Voters in five European countries—France, Germany, Greece, Italy, and Serbia—go to the polls on May 6. Election outcomes, particularly in France and Greece, are likely to ratchet up uncertainty about the future of the European Union.
In a somber, warning tone, a group of concerned French economists penned a public appeal for an informed decision on the country’s critical Sunday election. Making a strong case that France “should know better than to elect François Hollande,” they remind voters:
Socialism has never succeeded in its extreme form, communism. As the past several years in Europe have shown, it does not work in its milder form of social democracy either. If European history teaches us anything, it is that prosperity is closely correlated to economic freedom… Growth cannot be decreed: It is the result of unpredictable decisions and actions by countless individuals, all capable of effort and imagination.
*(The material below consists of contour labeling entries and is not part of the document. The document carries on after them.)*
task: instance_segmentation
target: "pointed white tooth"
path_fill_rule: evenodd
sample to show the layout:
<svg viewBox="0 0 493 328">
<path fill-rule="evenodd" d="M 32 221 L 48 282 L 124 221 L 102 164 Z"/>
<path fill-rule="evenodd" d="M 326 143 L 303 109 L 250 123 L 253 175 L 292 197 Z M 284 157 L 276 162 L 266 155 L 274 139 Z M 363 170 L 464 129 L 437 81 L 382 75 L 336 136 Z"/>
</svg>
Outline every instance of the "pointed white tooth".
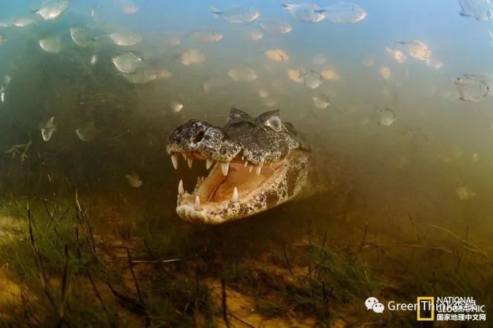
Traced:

And growth can only come if these countless individuals’ impulses are not paralyzed by regulations, taxes, or dependence on the state.
Europe’s decades of high social welfare spending and stifling regulation have combined to reduce economic and social dynamism. For governments increasingly constrained by budget deficits, rising debt, and flagging competitiveness, the gap between their past political promises and their economic capability to fulfill them has become too wide to sustain. With government’s basket of effective responses empty, a fundamental rethinking of the social contract—the basic relationship between government and citizen—is no longer just an intellectual exercise. It is an urgent matter of economic survival.
The cautionary note from the French economists is a pragmatic reminder for voters around the world, including those in the United States who will go to the polls this November, that greater economic freedom is the proven path to a more prosperous future.